It is with great pleasure that I get to announce that my dad, Kenneth Kamiya, will be receiving a Hawaii United Okinawan Association Legacy Award. He is just one of many other Okinawans, who have strived to be at the best at what he does both locally and nationally. I’m thrilled that he’s being recognized for he years of work as a farmer, leader, and educator.
My dad will get to have his day of glory when the Okinawan community really gets to know who he is and what he has done over the years. There will be a nice festivities and a celebration to feature all of the work that he has put in to get where he is now. After that, he will still be the same person I always knew, my dad.
The very next day after this celebration, he’ll still get up at 5:30 in the morning and get into his favorite work clothes that’s is worn and stained. He’ll jump into his truck and head down to the farm. He might open up the office and open up the books to make sure the business is in good running order. He will walk the fields checking the irrigation lines and scan the leaves of the papaya trees to make sure the bugs aren’t attacking or the other pests are damaging his trees. He will also check the tractors and other equipment to make sure it is all in working order and fueled up and ready to go.
He does his usual routine of checking emails to see what’s happening on the legal front with lawmakers attempting to make his work even harder. He’d rather spend more time out on the field farming and driving the tractor around then tinkering on emails to defend his work, but recently that has been part of the routine as more lawmakers would rather regulate it that nurture its existing farmers. He still will do his part to do what it takes to get those papayas out to his adoring customers week after week, year after year.

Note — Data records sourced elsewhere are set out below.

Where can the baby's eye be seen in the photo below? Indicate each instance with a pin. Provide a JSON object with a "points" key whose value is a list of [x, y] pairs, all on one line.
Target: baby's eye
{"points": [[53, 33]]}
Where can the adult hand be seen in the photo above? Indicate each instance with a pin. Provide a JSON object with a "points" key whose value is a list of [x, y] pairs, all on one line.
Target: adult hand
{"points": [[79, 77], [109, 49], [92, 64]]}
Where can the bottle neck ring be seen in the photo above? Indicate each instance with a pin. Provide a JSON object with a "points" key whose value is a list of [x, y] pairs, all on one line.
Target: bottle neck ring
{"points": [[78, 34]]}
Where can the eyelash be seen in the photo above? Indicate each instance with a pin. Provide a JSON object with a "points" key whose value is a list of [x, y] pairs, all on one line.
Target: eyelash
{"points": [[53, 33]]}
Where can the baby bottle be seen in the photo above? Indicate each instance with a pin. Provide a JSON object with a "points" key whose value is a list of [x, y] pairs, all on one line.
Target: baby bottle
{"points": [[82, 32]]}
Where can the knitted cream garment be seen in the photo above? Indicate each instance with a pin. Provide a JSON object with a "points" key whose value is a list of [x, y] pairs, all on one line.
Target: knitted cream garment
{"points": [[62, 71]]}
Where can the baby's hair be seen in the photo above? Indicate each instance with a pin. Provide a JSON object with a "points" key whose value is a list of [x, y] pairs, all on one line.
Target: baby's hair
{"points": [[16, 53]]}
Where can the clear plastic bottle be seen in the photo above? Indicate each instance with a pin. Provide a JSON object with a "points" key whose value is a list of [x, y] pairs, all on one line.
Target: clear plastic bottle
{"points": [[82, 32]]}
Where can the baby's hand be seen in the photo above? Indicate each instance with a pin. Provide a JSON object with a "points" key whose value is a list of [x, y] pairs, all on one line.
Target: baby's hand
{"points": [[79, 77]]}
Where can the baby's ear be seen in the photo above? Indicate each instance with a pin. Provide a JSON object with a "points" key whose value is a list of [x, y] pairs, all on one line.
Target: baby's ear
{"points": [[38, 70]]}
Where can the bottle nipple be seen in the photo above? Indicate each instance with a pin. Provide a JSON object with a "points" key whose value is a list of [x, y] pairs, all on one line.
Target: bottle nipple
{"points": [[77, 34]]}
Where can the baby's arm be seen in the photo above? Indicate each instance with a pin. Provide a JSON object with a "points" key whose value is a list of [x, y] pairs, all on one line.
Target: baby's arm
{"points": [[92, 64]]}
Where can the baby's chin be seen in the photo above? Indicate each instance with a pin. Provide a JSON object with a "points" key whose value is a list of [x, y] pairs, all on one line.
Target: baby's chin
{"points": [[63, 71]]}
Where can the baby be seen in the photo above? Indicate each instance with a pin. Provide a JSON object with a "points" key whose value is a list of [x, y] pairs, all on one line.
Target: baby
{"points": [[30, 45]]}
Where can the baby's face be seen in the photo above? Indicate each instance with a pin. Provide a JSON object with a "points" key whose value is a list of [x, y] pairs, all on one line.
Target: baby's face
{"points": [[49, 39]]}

The Legacy Award is indeed a great honor for a farmer in this day and age where it has become the norm to attack and criticize their work. The farmer will look past it and know that he’s indeed doing a good thing for the many people who appreciate his chosen occupation to feed others. It is a very noble field that is taken for granted by a vocal minority who have no appreciation or understanding of his work. My dad, the farmer, will go on after receiving this award, just the same as any other day with a slightly fuller feeling of appreciation that someone took the time to say, “You’ve done a good thing.”